None of us can completely control external events, but we can always control and adapt our responses. Jim Rohn

I once did a seminar for a group of oil company executives during their convention in Honolulu. While we were sitting around the conference table, one of them asked, “Mr. Rohn, you know some important people around the world. What do you think the next 10 years are going to be like?” I said, “Gentlemen, I do know the right people. I can tell you.” So they all listened very carefully. I said, “Gentlemen, based on the people I know and from the best of my own experience, I’ve concluded that in the coming 10 years, things are going to be about like they’ve always been.”
I said that to make a point, but also because it’s accurate.
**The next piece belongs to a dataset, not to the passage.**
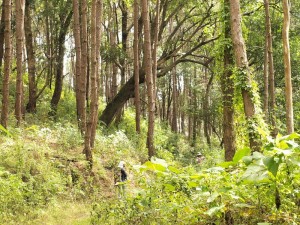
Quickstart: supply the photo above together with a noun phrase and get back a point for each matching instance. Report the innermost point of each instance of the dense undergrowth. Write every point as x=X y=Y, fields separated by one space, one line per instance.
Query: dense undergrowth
x=42 y=168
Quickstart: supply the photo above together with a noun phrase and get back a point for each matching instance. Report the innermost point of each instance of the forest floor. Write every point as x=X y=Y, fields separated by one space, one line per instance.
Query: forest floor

Things are going to be about like they’ve always been. The tide comes in, and then what? It goes out. That’s been the case for 6,000 years of recorded history, and probably long before that, so it’s not likely to change.
It gets light and then what? It turns dark. For 6,000 years. We are not to be startled by that now. If the sun goes down and someone says, “What happened?” he must have just gotten here, I guess. It always goes down about this time of day.
In rotation, the next season after fall is winter. And pray tell, how often does winter follow fall? Every time, without fail, for 6,000 years that we know of. Of course, some winters are long and some are short, some are difficult and some are easy, but they always come right after fall. That isn’t going to change.
Sometimes you can figure it out, sometimes there’s no way to figure it out. Sometimes it goes well, sometimes it gets in a knot. Sometimes it sails along, sometimes it goes in reverse. That’s not going to change. That last 6,000 years read like this: opportunity mixed with difficulty. It isn’t going to change.
Someone says, “Well, then, how will my life change?” And the answer is: When you change.
Whether I’m talking to high school kids or business executives, my message is always the same. The only way it gets better for you is when you get better.